Leptin levels were not directly related to the risk of incident stroke overall but there was an inverse association with stroke in the top waist/hip ratio quartile. Further investigations are required to confirm these findings and explore possible mechanisms for the observed association.
瘦素是一种主要的脂肪因子,可调节体重平衡和能量稳态。关于循环瘦素水平与中风风险之间的联系,证据并不一致。我们检验了这样一个假设:在一个基于社区的老年样本中,瘦素水平与首次发生中风的风险相关。

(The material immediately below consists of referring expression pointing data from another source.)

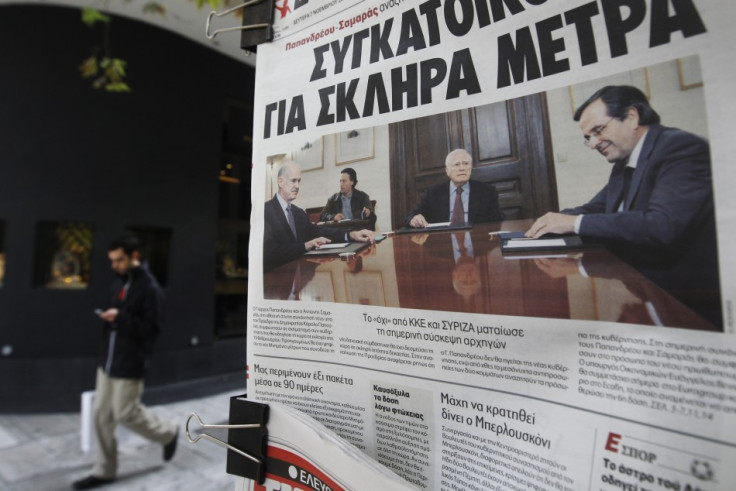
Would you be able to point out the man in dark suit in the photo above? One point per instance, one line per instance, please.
(288, 233)
(349, 203)
(462, 200)
(656, 212)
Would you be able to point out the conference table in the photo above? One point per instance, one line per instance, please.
(465, 271)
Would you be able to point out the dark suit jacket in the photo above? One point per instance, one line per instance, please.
(279, 244)
(667, 228)
(435, 204)
(358, 201)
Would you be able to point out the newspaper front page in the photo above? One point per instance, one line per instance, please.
(566, 369)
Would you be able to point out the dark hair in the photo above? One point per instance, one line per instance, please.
(618, 99)
(128, 244)
(351, 174)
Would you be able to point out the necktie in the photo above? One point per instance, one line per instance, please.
(458, 213)
(290, 219)
(628, 172)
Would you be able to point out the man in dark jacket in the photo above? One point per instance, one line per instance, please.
(461, 200)
(657, 211)
(132, 324)
(349, 203)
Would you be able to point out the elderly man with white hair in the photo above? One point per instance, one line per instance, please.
(461, 200)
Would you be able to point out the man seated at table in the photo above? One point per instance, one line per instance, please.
(349, 203)
(288, 233)
(461, 200)
(656, 212)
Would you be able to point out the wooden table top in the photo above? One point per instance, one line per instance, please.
(466, 272)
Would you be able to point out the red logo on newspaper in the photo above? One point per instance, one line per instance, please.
(294, 473)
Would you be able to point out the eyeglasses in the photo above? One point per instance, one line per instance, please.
(460, 163)
(596, 132)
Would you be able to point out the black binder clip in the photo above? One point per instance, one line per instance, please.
(247, 438)
(257, 26)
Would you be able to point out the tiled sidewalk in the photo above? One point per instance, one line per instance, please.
(42, 452)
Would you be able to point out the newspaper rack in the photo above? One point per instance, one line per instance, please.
(247, 437)
(257, 26)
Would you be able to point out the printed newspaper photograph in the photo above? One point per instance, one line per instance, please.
(490, 240)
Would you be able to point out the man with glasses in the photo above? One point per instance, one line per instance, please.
(460, 201)
(656, 212)
(288, 233)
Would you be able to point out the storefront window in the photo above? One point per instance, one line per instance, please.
(63, 254)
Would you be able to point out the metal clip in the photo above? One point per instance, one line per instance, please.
(218, 441)
(227, 29)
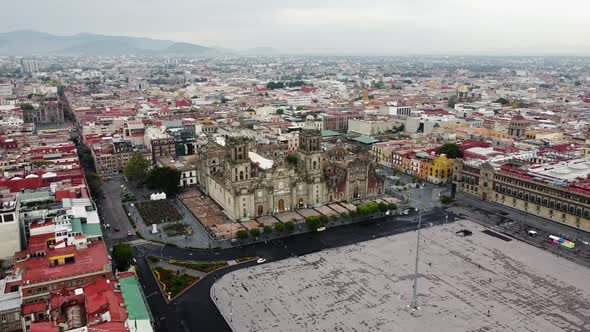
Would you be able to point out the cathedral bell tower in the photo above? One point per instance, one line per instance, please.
(310, 150)
(237, 167)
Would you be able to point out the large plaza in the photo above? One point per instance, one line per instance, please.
(481, 282)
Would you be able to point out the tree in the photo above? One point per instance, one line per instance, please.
(164, 179)
(94, 183)
(279, 227)
(122, 255)
(242, 234)
(290, 226)
(367, 209)
(446, 199)
(137, 166)
(292, 159)
(255, 232)
(451, 150)
(313, 222)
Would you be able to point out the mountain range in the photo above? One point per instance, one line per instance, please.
(28, 42)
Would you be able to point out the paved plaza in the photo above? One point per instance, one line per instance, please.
(480, 282)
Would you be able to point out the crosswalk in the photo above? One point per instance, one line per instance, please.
(138, 242)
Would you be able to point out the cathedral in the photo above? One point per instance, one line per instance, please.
(247, 183)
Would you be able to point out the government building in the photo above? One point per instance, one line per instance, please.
(558, 190)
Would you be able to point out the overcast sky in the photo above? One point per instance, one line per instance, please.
(324, 26)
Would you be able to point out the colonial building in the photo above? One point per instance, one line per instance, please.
(556, 191)
(248, 183)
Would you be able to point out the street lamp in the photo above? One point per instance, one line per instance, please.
(414, 304)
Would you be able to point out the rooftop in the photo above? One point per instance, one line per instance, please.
(368, 286)
(134, 300)
(88, 260)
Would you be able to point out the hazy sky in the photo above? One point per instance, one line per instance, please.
(324, 26)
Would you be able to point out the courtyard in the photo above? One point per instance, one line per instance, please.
(479, 282)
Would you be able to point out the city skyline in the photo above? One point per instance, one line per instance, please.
(350, 27)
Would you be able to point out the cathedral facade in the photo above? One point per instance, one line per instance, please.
(247, 184)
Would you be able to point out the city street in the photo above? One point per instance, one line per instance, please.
(112, 212)
(195, 311)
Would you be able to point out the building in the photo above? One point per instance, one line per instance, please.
(370, 127)
(10, 227)
(163, 147)
(48, 112)
(337, 121)
(440, 169)
(29, 66)
(350, 177)
(247, 182)
(558, 191)
(10, 304)
(5, 90)
(518, 126)
(185, 165)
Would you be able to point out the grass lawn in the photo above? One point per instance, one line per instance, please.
(173, 282)
(200, 266)
(245, 259)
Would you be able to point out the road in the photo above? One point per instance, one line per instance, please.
(112, 213)
(194, 310)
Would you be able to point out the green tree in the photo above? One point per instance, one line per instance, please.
(137, 166)
(367, 209)
(313, 222)
(122, 255)
(451, 150)
(164, 179)
(255, 232)
(279, 227)
(290, 226)
(242, 234)
(94, 184)
(446, 199)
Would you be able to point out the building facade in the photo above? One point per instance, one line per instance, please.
(530, 192)
(246, 184)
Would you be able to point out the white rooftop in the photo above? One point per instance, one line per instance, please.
(263, 163)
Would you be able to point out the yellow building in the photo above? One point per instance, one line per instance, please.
(440, 170)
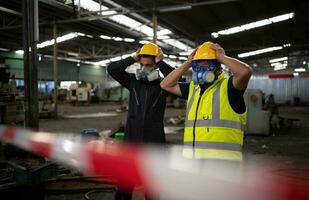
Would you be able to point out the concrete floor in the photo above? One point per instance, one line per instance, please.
(288, 149)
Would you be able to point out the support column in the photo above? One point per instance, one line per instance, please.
(30, 40)
(55, 63)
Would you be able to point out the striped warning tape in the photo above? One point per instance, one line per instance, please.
(160, 171)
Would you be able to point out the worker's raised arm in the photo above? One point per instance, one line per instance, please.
(170, 82)
(241, 71)
(117, 70)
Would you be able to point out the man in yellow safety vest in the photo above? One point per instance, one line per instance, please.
(216, 112)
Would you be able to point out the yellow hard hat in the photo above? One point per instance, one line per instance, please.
(149, 49)
(205, 52)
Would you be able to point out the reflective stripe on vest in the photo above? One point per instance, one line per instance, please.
(217, 149)
(215, 145)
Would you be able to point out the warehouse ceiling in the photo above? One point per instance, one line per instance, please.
(190, 21)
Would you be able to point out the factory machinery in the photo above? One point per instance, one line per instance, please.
(21, 173)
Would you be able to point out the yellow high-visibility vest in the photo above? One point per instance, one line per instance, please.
(213, 130)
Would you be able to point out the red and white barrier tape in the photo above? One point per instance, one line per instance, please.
(162, 172)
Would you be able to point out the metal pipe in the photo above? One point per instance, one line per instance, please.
(30, 37)
(55, 63)
(155, 27)
(7, 10)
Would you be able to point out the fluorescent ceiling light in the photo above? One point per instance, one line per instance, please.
(185, 53)
(182, 58)
(107, 61)
(105, 37)
(59, 39)
(287, 45)
(300, 69)
(143, 42)
(163, 37)
(3, 49)
(278, 59)
(19, 52)
(94, 6)
(172, 56)
(253, 25)
(260, 51)
(177, 44)
(164, 32)
(279, 67)
(175, 8)
(129, 40)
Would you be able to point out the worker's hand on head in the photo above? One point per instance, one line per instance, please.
(135, 55)
(190, 57)
(220, 53)
(160, 56)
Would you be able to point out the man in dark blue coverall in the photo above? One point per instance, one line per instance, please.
(147, 100)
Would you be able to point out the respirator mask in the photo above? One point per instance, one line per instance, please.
(147, 74)
(204, 71)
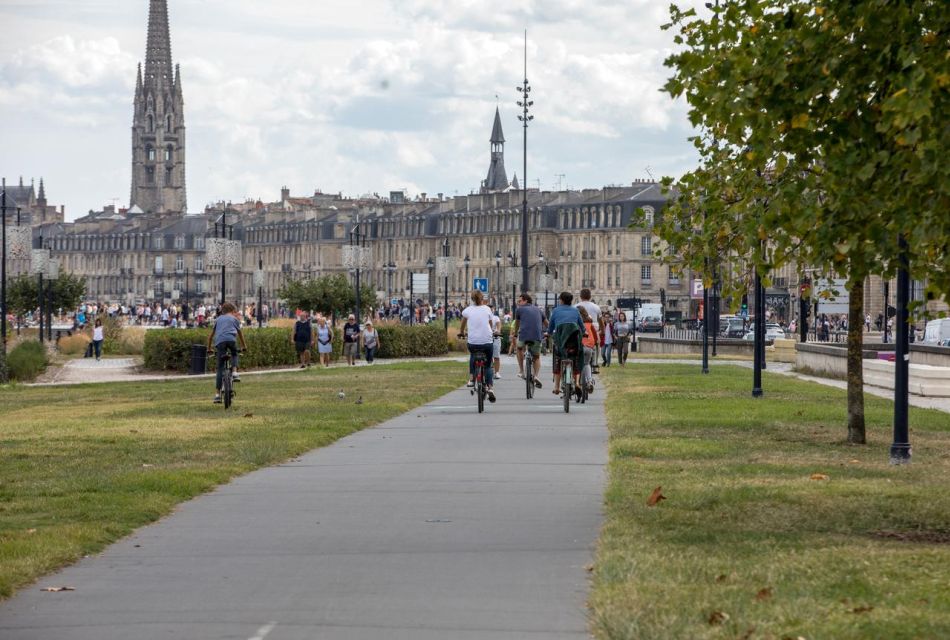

在第22个检查周期(1990 - 1994年),对来自弗雷明汉原始队列的757名无中风个体(平均年龄79岁;62%为女性)测定血清瘦素水平。前瞻性确定所有中风和缺血性中风的发病率。
在平均10年的随访期间,119人发生中风(99例缺血性中风)。在多变量Cox回归模型中,瘦素水平的对数与所有中风或缺血性中风的发病率无关(瘦素水平对数每增加一个标准差,风险比分别为0.90 [0.73 - 1.09]和0.89 [0.72 - 1.11])。结果提示腰臀比可能对瘦素与中风之间的关联产生效应修正作用(P = 0.03)。在调整年龄、性别和已确定的中风风险因素后,按腰臀比四分位数分层分析显示,仅在腰臀比最高的四分位数组中,较高的瘦素水平与首次发生所有中风和缺血性中风的较低发病率相关(所有中风的风险比为0.64 [0.43, 0.95],而发病的所有中风为0.98 [0.77, 1.25];缺血性中风的风险比为0.61 [0.39, 0.95],而发病的缺血性中风为0.96 [0.74, 1.26])。
总体而言,瘦素水平与首次发生中风的风险无直接关系,但在腰臀比最高的四分位数组中,瘦素与中风呈负相关。需要进一步研究来证实这些发现,并探索观察到的关联的可能机制。